Thursday, December 29, 2016

Thomas Sowell Retires


Farewell to Thomas Sowell, Dean of Conservative Columnists
By Ben Shapiro

In what we can only hope is the final heartbreak of 2016, Senior Fellow at the Hoover Institution Thomas Sowell announced his retirement from his syndicated column.

Sowell isn’t just one of the great thinkers of our time. He’s a genuine voice of decency and truth in a time when screaming and hysterics gain headlines. His voice will be missed every week.
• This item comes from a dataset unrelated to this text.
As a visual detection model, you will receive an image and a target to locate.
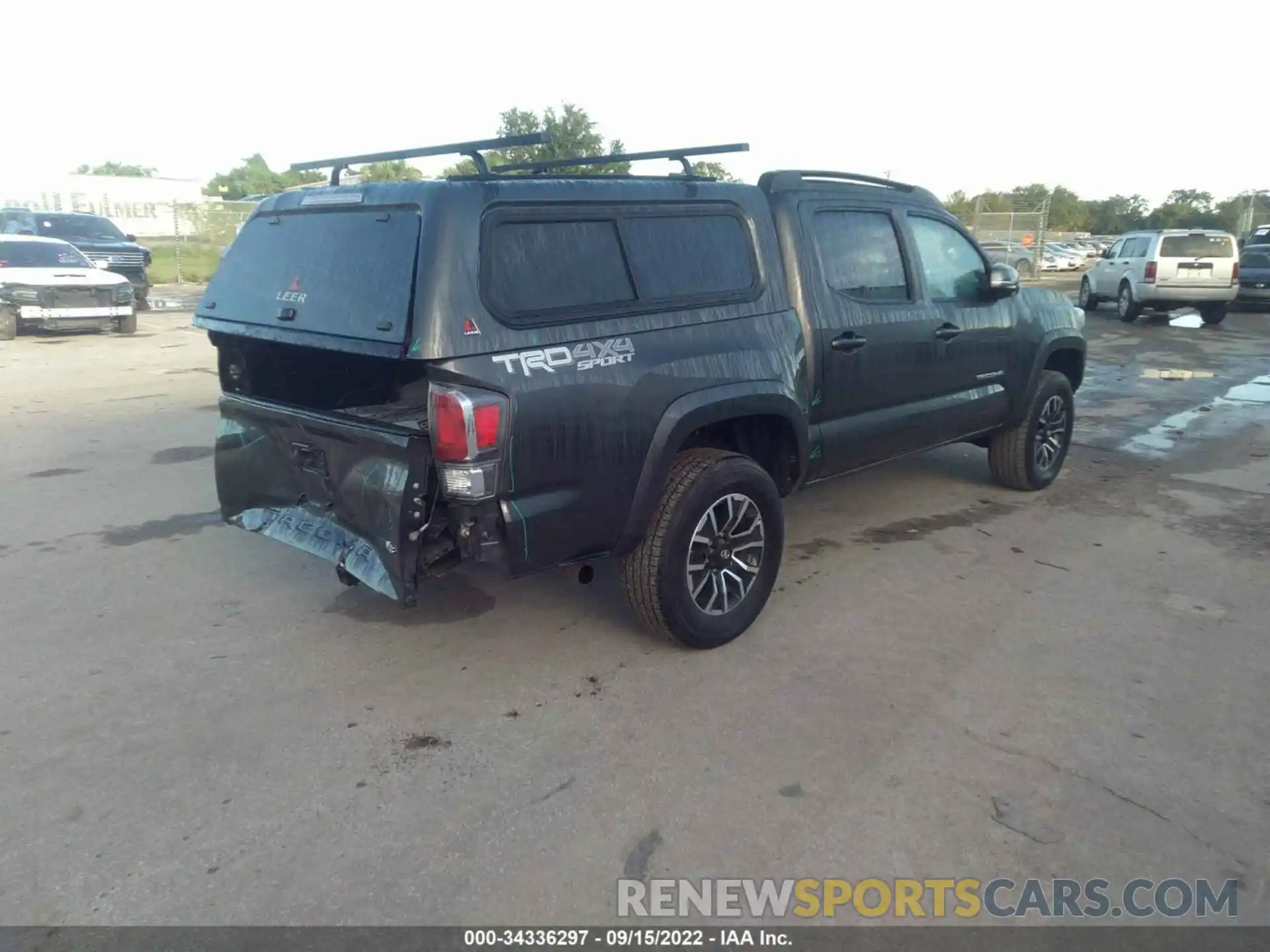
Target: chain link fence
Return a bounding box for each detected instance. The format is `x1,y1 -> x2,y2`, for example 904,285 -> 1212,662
145,202 -> 255,284
962,198 -> 1049,278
Sowell, who is 86, announced his retirement because he’s simply tired of writing about politics every week. “Being old-fashioned, I liked to know what the facts were before writing. That required not only a lot of research, it also required keeping up with what was being said in the media. During a stay in Yosemite National Park last May, taking photos with a couple of my buddies, there were four consecutive days without seeing a newspaper or a television news program — and it felt wonderful.”

That is perfectly understandable.

Sowell’s final thoughts are typically well-stated: America has progressed materially in “almost unbelievable” fashion. “Most Americans did not have refrigerators back in 1930, when I was born,” Sowell says. “My own family did not have electricity or hot running water, in my early childhood, which was not unusual for blacks in the South in those days.”
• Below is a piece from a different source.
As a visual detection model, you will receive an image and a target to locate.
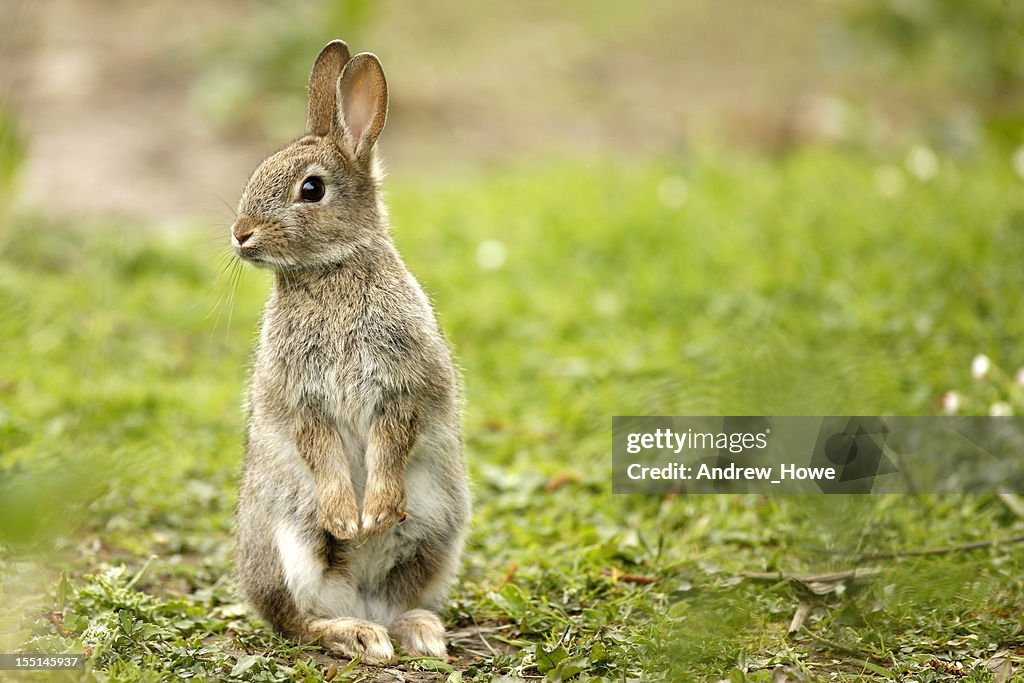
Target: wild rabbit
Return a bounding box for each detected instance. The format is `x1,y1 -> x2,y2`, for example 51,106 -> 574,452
231,40 -> 470,664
Implicit in this reminiscence is a celebration of America: a black child growing up in the segregated south is now one of the most important political thinkers in America, living in wealth. That’s almost unbelievable, too.
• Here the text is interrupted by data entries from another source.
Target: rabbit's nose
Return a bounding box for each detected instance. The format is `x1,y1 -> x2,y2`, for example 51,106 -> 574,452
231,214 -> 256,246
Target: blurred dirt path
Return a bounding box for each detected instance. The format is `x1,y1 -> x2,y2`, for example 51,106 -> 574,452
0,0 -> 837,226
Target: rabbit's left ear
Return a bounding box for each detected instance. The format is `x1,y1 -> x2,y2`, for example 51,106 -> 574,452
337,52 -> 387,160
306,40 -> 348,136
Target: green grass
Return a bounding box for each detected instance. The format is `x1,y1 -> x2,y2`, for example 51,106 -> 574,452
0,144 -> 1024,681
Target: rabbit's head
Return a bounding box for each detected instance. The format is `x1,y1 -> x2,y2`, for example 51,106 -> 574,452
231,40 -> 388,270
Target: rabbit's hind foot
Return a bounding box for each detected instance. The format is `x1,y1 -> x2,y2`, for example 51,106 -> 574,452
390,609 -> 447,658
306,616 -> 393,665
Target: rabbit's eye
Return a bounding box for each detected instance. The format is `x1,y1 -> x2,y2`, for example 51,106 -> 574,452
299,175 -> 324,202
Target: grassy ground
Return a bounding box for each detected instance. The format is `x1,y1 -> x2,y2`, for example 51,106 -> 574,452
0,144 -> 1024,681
Sowell also laments the state of our politics. “Politics, and especially citizens’ trust in their government, has gone way downhill,” Sowell writes. “Years of lying Presidents – Democrat Lyndon Johnson and Republican Richard Nixon, especially – destroyed not only their own credibility, but the credibility which the office itself conferred.” Sowell concludes, “We cannot return to the past, even if we wanted to, but let us hope that we can learn something from the past to make for a better present and future.”

Sowell has made sure we learn something.

For years, I've named Sowell as the man I'd most love to see as president. That doesn't end just because his column has.